Ms Sturgeon added: “In my view, it is essential that care home workers are included in any scheme for post-Brexit work visas.
“The Scottish Government will continue to make strong representations on that point to the UK Government.”
Speaking at her daily briefing in Edinburgh, Ms Sturgeon argued “excluding social care workers from the ability to apply for a health and care visa to come and work here is sending the wrong message and is sending message that we don’t hugely appreciate the work of those staff”.
The First Minister added: “Donald Macaskill did say it was a slap in the face, that was his terminology, but I don’t think he is wrong that that is the message it risks sending.

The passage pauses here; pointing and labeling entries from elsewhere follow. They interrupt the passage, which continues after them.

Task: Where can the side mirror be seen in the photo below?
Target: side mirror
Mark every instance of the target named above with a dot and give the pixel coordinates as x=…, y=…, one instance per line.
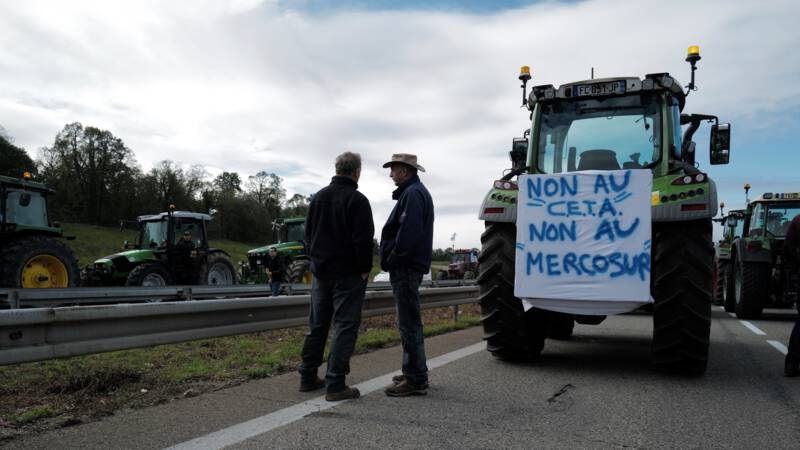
x=519, y=152
x=720, y=147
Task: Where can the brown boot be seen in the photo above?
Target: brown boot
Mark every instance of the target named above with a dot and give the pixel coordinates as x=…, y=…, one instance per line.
x=312, y=385
x=346, y=394
x=405, y=389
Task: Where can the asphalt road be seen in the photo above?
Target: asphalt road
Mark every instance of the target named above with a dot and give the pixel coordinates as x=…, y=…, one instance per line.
x=594, y=391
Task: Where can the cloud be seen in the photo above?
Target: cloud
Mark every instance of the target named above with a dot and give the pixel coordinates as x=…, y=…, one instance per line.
x=249, y=85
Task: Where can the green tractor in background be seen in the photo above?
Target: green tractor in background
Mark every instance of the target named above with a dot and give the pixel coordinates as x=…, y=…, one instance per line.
x=759, y=270
x=612, y=124
x=732, y=229
x=159, y=258
x=32, y=254
x=291, y=247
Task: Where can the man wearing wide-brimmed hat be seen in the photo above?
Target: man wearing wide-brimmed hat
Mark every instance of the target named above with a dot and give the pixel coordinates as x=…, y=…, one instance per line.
x=406, y=247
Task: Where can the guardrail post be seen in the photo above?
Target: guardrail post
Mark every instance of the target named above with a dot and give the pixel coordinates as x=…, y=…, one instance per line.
x=13, y=299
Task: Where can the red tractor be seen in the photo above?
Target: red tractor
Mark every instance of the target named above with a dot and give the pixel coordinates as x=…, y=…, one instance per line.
x=463, y=265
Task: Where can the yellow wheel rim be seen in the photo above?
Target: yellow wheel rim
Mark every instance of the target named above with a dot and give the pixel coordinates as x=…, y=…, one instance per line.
x=45, y=271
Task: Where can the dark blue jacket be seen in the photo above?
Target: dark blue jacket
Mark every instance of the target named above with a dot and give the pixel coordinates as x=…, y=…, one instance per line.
x=339, y=231
x=407, y=237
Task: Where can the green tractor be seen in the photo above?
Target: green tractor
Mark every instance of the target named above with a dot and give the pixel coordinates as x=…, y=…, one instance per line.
x=171, y=248
x=32, y=254
x=612, y=124
x=760, y=275
x=291, y=247
x=732, y=229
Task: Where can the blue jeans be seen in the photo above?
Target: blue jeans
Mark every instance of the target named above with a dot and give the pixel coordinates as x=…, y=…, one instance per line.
x=275, y=288
x=405, y=287
x=337, y=301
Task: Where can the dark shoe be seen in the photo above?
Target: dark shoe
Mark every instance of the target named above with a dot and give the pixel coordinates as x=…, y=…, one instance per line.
x=397, y=379
x=404, y=389
x=346, y=394
x=791, y=369
x=313, y=385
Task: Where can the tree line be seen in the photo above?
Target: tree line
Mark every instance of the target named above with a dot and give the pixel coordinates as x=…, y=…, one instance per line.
x=98, y=181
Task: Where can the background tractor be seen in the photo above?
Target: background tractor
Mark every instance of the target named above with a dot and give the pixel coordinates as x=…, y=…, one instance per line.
x=732, y=229
x=291, y=247
x=158, y=258
x=760, y=274
x=32, y=251
x=463, y=265
x=612, y=124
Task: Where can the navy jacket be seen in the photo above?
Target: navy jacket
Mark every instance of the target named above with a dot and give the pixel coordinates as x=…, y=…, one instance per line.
x=407, y=237
x=339, y=231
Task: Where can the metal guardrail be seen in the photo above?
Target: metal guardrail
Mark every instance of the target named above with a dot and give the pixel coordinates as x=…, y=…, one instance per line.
x=16, y=298
x=39, y=334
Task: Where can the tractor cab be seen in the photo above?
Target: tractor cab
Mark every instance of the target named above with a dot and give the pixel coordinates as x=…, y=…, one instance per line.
x=23, y=205
x=168, y=230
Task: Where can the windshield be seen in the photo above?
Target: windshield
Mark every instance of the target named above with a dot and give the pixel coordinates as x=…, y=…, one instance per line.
x=153, y=234
x=294, y=232
x=599, y=134
x=779, y=216
x=25, y=208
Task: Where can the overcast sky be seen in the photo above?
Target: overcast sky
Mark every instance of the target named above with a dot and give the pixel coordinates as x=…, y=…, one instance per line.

“And I would hope the UK Government, who I am sure would not want to send that message, I hope they will reflect on the risk they are running there.”
Her message was echoed by migration minister Ben Macpherson, who said: “The UK Government’s new immigration policy plans fail to address Scotland’s distinct demographic and economic needs, and completely disregard key sectors that we have relied upon during this health pandemic, including our valued social care workers.”
He called on UK Government ministers to meet with representatives from the devolved administrations to “ensure their proposals can be adapted to work for us all”.
Scottish Conservative leader Jackson Carlaw said while policy is still being “evolved” it is “incredibly important that when take control of our own migration system, that we’re sure that we have a system that works for the whole of the United Kingdom and for all the sectors that are in it”.
He added: “What we’ve got to have is a care home sector where people – many of whom have worked incredibly hard and who have really had an incredibly tough time of it, losing so many of the people that were in their care – they need to be thanked, they need to be rewarded, so I want to see a highly skilled and well-rewarded care home sector going forward.”